Very interesting idea. With the added of laboratory support to understand concentration levels, you would have to experiment with dilution ratios.
Maybe you would start with one tablespoon dissolved in 8oz of boiling water. Then maybe dose @ 1 drop per gallon in your test tank. For the test to be fair you need two identical tanks, a test and a control tank.
I'm very interested in the all organic approaches. If you decide to move forward please consider a journal.

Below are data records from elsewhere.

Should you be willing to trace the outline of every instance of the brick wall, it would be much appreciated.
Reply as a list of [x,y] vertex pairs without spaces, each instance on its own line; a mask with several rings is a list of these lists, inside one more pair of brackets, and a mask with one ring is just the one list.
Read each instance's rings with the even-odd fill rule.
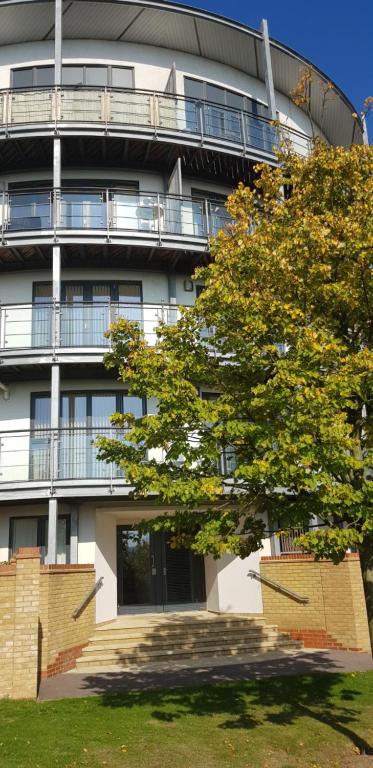
[[95,600],[77,618],[73,611],[95,583],[93,566],[41,566],[40,624],[43,677],[74,667],[95,624]]
[[311,555],[262,557],[261,574],[310,598],[302,604],[265,584],[263,612],[307,648],[370,651],[360,561],[349,554],[339,565]]
[[0,566],[0,697],[12,695],[16,567]]
[[18,550],[0,566],[0,697],[35,698],[40,677],[71,669],[95,625],[93,565],[41,566],[39,550]]

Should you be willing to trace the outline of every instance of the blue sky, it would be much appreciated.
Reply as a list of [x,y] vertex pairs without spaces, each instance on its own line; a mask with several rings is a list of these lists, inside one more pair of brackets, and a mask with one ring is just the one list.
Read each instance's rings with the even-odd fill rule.
[[[185,0],[259,28],[268,20],[271,37],[289,45],[323,70],[358,111],[373,96],[373,0]],[[372,140],[373,119],[369,120]]]

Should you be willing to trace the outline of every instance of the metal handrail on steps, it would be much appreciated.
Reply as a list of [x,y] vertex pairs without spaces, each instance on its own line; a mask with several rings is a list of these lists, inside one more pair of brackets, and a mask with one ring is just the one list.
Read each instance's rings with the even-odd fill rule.
[[259,573],[259,571],[250,570],[248,571],[247,575],[250,576],[252,579],[257,579],[257,581],[262,581],[263,584],[267,584],[269,587],[273,587],[273,589],[277,589],[279,592],[282,592],[284,595],[291,597],[293,600],[296,600],[298,603],[303,603],[304,605],[306,605],[307,603],[310,602],[309,597],[306,597],[305,595],[299,595],[298,592],[293,592],[291,589],[284,587],[283,584],[280,584],[278,581],[269,579],[267,576],[262,576],[262,574]]
[[100,576],[99,579],[97,579],[96,583],[93,585],[93,587],[87,592],[87,594],[83,597],[83,600],[81,603],[79,603],[78,607],[75,608],[75,611],[71,614],[72,619],[77,619],[78,616],[82,613],[86,605],[92,600],[92,597],[94,597],[98,590],[101,589],[102,585],[104,583],[104,577]]

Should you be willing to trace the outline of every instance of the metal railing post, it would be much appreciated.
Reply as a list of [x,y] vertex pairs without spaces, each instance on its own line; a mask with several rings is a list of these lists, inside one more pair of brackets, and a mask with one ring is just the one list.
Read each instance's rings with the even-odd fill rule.
[[151,96],[152,99],[152,105],[153,105],[153,128],[154,128],[154,138],[158,138],[158,132],[157,132],[157,126],[158,126],[158,95],[156,93],[153,93]]
[[245,126],[245,115],[241,111],[240,112],[240,126],[241,126],[241,133],[242,133],[242,145],[243,145],[243,155],[246,155],[246,126]]
[[4,232],[5,232],[5,187],[3,187],[1,195],[1,242],[4,244]]
[[200,134],[201,134],[201,147],[203,147],[203,139],[204,139],[204,111],[203,111],[203,103],[202,103],[202,101],[198,102],[198,113],[199,113],[199,128],[200,128]]
[[105,190],[105,210],[106,210],[106,239],[110,242],[110,203],[109,203],[109,190]]
[[162,233],[161,233],[161,203],[160,195],[157,193],[157,218],[158,218],[158,242],[162,245]]
[[204,206],[205,206],[205,219],[206,219],[206,225],[205,225],[206,226],[206,236],[208,237],[209,235],[212,234],[212,232],[210,231],[211,223],[210,223],[209,201],[206,198],[205,198],[205,201],[204,201]]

If it were up to me, I'd cut dividers out of plexiglass to split the tank up into 64 sections, and lay out the controls in a Latin Square to minimize parametric noise. With around 20 runs or so, it'd be pretty close to having publication quality data. (With only two comparisons, your results will be no better than anecdotal) Put in an equal amount of plant mass into each section and then weigh what comes out at the end. Something that's easily friable, like moss would probably work best. You'd have to make sure you standardized your water between runs to control for fluctuations in trace elements and mycorrhizal flora in case you're using vascular plants as your test organism.
As for standardizing the active ingredient concentrations- you could determine maltose concentrations fairly easily in a Gas Chromatograph. Many local testing labs (i.e. drug testing) would probably do this for you at around $30 a sample. I wouldn't bother with less than three samples a shot, with one of the samples having an already known concentration as a check to make sure the lab is actually doing the testing properly.

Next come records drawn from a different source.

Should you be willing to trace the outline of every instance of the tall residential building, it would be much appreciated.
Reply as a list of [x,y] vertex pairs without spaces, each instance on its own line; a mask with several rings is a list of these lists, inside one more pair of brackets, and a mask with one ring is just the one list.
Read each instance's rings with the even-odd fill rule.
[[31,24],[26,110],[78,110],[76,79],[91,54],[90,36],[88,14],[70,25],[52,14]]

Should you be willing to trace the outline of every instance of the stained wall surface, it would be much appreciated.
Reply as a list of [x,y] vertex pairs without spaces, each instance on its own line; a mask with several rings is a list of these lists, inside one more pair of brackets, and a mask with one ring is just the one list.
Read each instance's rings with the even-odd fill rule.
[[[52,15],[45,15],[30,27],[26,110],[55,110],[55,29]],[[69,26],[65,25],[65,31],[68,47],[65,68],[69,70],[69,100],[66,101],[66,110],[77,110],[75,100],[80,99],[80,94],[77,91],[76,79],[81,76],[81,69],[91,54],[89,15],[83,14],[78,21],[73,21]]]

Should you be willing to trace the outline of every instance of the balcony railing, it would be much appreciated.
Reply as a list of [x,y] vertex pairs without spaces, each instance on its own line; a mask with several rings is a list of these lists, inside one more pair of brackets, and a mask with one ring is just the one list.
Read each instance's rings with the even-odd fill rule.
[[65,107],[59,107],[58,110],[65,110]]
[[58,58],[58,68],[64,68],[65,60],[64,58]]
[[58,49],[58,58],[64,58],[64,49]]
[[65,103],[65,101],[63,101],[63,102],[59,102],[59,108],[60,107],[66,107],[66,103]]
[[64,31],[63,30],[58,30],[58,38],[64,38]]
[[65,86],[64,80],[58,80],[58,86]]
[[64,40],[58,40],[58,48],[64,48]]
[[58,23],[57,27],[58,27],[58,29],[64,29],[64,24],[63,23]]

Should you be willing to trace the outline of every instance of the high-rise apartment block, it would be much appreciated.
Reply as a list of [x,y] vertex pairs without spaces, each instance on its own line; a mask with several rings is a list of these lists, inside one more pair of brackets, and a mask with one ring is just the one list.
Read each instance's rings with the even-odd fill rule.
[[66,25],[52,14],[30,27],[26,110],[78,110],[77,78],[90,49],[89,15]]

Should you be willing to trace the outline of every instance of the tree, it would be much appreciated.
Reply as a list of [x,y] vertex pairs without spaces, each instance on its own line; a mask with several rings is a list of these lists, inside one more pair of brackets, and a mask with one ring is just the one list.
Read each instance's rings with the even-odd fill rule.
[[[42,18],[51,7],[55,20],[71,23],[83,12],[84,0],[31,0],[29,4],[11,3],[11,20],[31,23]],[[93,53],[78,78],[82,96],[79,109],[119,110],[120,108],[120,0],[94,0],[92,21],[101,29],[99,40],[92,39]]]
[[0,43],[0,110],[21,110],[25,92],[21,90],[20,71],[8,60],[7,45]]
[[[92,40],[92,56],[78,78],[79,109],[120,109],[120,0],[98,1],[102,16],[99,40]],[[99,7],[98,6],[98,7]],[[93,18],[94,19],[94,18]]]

That said, comparative saccharide utilization has been thoroughly hammered out with the advent of radiolabeling in the 1930's, 1940's, and 1950's. Most any textbook on general or plant biochemistry (e.g. Lubert Stryer), botany (e.g. Peter Raven) or a review article (e.g. Berg et. al.) should have the information the original poster is looking for. Failing that, a google DOI search or book search (Try: light independent Calvin Cycle reactions) would probably turn up similar results.
When it comes to chelation of oxidized transition metals at physiological pH, polysaccharides (which are weak poly-alcohols) are orders of magnitude less efficient than weak ionized organic acids like citrate or butyrate. Any appreciable chelation effects from blackstrap molasses probably has more to with stabilizing agents (commonly Ascorbate or EDTA in food) and breakdown products of molasses than the actual molasses itself.